[PATCH] pullrequests: add support for custom pull request id prefix

Mads Kiilerich mads at kiilerich.com
Wed Apr 22 06:19:45 EDT 2015

On 04/22/2015 09:58 AM, Thomas De Schampheleire wrote:
> On Tue, Apr 21, 2015 at 4:37 PM, Mads Kiilerich <mads at kiilerich.com> wrote:
>> On 04/21/2015 10:19 AM, Thomas De Schampheleire wrote:
>>> On Tue, Apr 21, 2015 at 3:21 PM, Mads Kiilerich <mads at kiilerich.com>
>>> wrote:
>>>> On 04/21/2015 06:20 AM, Thomas De Schampheleire wrote:
>>>>> On Mon, Apr 20, 2015 at 11:35 PM, Mads Kiilerich <mads at kiilerich.com>
>>>>> wrote:
>>>>>>>> It is a bit weird that Kallithea pull request numbers are global.
>>>>>>>> Especially
>>>>>>>> in a site that is hosting repos for multiple independent users, it
>>>>>>>> would
>>>>>>>> make sense to have per repo numbering. Would that solve your case?
>>>>>>>> Will
>>>>>>>> your
>>>>>>>> repos in the different instances be named differently?
>>>>>>> No, the different instances would operate on the same repositories
>>>>>>> with the same names (note that we're not using Kallithea for repo
>>>>>>> hosting, it is a mirror).
>>>>>> Using it as a mirror is fine ... but having multiple independent
>>>>>> instances
>>>>>> does not seem like something I can recommend. It would make more sense
>>>>>> to
>>>>>> have multiple servers on the same database in some failover
>>>>>> loadbalancing
>>>>>> setup.
>>>>> The reason we planned doing such a setup is that the network
>>>>> latency/bandwidth between sites is not always very good. If there is
>>>>> one single Kallithea instance in a given site, the developers from
>>>>> that site get a good experience, while the developers from a remote
>>>>> site may suffer high latencies. With a local database + instance this
>>>>> would be mitigated.
>>>> We have local mirrors for the actual cloning - using
>>>> https://bitbucket.org/Unity-Technologies/hgwebcachingproxy/commits/all
>>>> and
>>>> https://bitbucket.org/Unity-Technologies/dynapath/commits/branch/default
>>>> .
>>>> Are you sure you need locally hosted Kallithea instances for the web UI?
>>>> Depending on the size of your changes and your workflow, the requirements
>>>> for bandwidth and latency might not be that high. Especially not to
>>>> justify
>>>> the added complexity for users and admins for managing multiple
>>>> instances.
>>>>> Your suggestion of the same database and multiple Kallithea instances:
>>>>> how exactly does this work? Is all locking in place? And since the
>>>>> database is in one place: don't you suffer from the same network
>>>>> latency issue?
>>>> The database could perhaps be distributed, with one master for writing
>>>> and
>>>> local mirrors for reading. The database access pattern might however not
>>>> be
>>>> good for that; read only operations have too many writes.
>>> What you mean here is that Kallithea is not yet fit for this model?
>> Not really. I mean that there is a lot of things to consider and test with
>> your latency and bandwidth and workload.
> Let me restate my question: does Kallithea fully support having one
> database with multiple frontends?

Yes. No problems there. That is exactly like having multiple worker 
instances on the same machine.

Only caveat is that if used in a load balancing system, you might want 
to make sure all the worker processes use the same cache store ... just 
like the file system with the repos of course should be the same.

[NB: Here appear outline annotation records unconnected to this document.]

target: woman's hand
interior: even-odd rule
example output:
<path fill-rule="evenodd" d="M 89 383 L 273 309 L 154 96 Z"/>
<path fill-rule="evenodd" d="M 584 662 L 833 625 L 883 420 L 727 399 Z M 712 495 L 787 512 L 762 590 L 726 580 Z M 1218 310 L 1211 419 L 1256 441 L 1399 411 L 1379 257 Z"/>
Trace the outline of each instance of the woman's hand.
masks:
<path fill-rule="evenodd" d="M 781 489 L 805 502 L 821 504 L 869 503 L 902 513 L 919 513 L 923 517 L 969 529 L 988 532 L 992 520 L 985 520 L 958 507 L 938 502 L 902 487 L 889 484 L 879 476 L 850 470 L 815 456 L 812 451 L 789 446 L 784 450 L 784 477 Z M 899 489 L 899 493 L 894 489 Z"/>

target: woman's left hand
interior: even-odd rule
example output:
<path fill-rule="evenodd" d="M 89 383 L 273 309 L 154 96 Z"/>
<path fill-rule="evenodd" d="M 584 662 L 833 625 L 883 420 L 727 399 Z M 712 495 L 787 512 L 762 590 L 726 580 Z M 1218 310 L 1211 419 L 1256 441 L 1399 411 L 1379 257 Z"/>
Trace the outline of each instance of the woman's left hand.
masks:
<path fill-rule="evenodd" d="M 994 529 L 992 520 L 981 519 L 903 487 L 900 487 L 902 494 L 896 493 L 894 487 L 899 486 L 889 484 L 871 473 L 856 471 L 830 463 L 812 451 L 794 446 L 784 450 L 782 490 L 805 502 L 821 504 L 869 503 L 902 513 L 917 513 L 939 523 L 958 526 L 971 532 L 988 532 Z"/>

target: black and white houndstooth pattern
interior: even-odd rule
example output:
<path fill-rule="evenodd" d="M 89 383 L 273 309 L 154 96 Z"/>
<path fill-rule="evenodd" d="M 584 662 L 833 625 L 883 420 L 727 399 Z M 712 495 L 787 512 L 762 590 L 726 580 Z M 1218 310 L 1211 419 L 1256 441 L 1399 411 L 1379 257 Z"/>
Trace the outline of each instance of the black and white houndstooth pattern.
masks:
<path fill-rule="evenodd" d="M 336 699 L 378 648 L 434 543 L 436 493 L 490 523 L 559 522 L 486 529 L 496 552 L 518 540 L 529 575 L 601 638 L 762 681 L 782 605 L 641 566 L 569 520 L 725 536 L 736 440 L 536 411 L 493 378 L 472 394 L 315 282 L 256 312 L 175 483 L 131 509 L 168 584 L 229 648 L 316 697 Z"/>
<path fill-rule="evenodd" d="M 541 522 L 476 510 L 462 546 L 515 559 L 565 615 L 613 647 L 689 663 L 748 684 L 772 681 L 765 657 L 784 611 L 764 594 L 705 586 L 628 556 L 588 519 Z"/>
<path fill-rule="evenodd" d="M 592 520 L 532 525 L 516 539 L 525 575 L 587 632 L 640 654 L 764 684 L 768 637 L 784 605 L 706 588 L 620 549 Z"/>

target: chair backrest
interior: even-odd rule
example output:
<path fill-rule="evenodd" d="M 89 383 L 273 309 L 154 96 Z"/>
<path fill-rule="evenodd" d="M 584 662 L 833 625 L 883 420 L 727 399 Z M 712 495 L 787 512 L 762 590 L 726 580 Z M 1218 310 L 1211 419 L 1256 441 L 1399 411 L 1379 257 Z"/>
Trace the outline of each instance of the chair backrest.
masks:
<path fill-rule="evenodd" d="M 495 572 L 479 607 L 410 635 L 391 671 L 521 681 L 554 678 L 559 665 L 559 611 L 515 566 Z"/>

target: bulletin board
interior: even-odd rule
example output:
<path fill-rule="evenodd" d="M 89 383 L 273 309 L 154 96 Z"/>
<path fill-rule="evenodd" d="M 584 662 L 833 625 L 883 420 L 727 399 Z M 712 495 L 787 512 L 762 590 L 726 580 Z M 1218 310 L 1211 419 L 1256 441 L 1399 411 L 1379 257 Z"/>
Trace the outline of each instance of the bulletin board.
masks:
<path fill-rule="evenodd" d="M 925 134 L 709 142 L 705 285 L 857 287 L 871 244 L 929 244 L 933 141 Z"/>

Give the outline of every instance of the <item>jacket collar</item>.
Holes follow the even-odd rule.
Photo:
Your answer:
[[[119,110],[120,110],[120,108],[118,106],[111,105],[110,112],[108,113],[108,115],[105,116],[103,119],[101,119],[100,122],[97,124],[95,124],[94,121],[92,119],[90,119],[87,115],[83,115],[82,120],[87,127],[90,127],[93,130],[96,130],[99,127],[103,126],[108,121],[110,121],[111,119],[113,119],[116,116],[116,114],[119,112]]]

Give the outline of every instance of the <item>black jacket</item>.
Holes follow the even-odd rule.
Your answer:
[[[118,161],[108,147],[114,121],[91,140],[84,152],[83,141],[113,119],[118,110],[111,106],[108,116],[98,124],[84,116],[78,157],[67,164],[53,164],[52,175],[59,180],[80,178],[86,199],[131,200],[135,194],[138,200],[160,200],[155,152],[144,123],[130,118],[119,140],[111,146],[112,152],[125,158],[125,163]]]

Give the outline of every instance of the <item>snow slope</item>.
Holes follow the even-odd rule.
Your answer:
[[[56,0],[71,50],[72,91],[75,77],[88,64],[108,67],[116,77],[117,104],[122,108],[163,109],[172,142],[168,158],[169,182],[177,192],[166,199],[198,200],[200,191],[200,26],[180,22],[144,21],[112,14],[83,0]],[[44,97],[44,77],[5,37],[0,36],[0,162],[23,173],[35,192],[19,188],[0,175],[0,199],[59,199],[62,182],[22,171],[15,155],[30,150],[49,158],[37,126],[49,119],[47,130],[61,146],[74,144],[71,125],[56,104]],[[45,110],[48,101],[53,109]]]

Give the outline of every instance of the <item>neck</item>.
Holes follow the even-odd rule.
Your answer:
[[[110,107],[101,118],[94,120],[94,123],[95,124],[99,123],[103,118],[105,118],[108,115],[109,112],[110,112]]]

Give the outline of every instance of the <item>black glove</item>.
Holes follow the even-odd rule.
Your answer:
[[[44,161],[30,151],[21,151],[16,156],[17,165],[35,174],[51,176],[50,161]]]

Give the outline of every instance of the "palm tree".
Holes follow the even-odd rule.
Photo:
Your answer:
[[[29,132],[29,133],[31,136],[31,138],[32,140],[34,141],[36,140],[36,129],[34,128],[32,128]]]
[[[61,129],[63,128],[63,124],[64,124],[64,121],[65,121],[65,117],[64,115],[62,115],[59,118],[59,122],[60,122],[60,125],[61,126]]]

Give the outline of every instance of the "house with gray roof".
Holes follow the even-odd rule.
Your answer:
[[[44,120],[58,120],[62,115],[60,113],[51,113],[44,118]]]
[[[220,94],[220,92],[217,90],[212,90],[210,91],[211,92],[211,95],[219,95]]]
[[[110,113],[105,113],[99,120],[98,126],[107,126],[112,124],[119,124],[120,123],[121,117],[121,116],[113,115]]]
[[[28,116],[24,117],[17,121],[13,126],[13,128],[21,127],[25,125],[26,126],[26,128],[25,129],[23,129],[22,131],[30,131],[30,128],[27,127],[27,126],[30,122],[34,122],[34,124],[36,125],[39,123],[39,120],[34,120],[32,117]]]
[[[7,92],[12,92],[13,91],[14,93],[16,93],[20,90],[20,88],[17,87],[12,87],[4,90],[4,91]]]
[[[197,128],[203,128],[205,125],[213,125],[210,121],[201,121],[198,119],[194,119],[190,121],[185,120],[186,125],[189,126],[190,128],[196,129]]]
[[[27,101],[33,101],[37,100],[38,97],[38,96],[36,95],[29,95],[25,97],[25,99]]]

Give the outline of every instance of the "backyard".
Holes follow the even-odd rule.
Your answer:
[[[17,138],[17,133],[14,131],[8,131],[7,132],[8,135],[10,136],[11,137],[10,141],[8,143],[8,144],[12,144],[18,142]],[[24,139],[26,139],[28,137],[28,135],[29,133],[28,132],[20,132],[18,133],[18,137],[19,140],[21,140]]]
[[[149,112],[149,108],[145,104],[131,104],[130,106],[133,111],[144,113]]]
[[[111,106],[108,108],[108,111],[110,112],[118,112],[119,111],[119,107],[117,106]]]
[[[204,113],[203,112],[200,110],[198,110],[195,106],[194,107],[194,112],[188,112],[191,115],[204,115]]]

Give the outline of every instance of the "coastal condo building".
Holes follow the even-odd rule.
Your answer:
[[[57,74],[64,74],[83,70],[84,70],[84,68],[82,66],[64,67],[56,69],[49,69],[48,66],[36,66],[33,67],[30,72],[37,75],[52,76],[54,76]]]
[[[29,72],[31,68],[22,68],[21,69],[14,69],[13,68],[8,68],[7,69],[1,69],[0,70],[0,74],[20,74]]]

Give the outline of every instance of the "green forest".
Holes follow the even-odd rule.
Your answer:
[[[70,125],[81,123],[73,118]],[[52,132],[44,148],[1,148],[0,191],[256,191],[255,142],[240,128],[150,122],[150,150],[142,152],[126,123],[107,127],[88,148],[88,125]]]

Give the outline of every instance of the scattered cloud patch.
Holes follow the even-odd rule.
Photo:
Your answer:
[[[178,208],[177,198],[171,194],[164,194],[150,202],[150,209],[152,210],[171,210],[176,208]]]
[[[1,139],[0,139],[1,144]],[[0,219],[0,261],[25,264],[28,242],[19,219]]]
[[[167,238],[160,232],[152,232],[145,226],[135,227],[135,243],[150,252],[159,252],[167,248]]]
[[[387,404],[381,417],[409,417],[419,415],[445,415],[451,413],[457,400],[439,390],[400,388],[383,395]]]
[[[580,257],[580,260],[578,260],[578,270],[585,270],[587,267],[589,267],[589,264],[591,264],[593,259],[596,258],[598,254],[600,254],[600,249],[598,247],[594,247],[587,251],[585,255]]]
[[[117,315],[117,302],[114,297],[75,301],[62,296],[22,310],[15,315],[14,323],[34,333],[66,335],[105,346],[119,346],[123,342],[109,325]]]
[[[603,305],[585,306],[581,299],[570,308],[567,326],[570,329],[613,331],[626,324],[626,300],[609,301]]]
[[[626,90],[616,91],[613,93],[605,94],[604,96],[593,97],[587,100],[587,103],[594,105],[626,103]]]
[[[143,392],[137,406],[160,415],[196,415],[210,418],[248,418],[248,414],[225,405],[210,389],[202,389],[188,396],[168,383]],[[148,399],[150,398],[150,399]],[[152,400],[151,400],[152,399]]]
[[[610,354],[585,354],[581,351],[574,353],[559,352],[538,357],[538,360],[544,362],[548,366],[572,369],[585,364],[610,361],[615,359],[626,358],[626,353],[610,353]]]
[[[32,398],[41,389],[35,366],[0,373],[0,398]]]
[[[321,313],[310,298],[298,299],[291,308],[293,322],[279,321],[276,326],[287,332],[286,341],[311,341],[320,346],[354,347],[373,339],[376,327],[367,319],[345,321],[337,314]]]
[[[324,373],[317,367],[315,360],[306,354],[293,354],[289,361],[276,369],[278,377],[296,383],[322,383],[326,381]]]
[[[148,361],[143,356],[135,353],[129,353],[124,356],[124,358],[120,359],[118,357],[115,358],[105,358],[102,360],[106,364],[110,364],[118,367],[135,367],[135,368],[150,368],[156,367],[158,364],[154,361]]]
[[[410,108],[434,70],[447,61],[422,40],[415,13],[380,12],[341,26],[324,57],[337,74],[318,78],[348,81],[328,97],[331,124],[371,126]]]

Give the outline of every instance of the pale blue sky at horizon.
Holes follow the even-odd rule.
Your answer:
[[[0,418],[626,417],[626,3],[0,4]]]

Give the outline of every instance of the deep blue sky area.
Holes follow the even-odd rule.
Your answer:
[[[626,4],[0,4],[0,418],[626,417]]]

> Second question is: how do you suggest testing this? Do you mean just
> clicking about, pulling/pushing, creating pull requests etc. to see
> how responsive things are? Or is there a more objective way to test
> things?

Well ... hard to tell. More objective ways of testing would still have 
to prove that they were realistic. The best "test" is when the actual 
users are using it and are happy. Profiling and analyzing the actual 
performance can then help pointing out where the real bottlenecks are 
and thus suggest changes that have a real impact. Up front sizing is 
like sizing of other systems: any rules of thumb will only give a very 
rough estimation and either give under- or over-sizing for the actual 

One big problem for creating a fake load is to figure out what that load 
should be. In our case the size (and thus slowness) of the repo and the 
size of the PRs would matter ... and it would be important to have most 
of the users on slow connections. Still, I guess it could be nice to 
have such a tool, similar to apache "ab".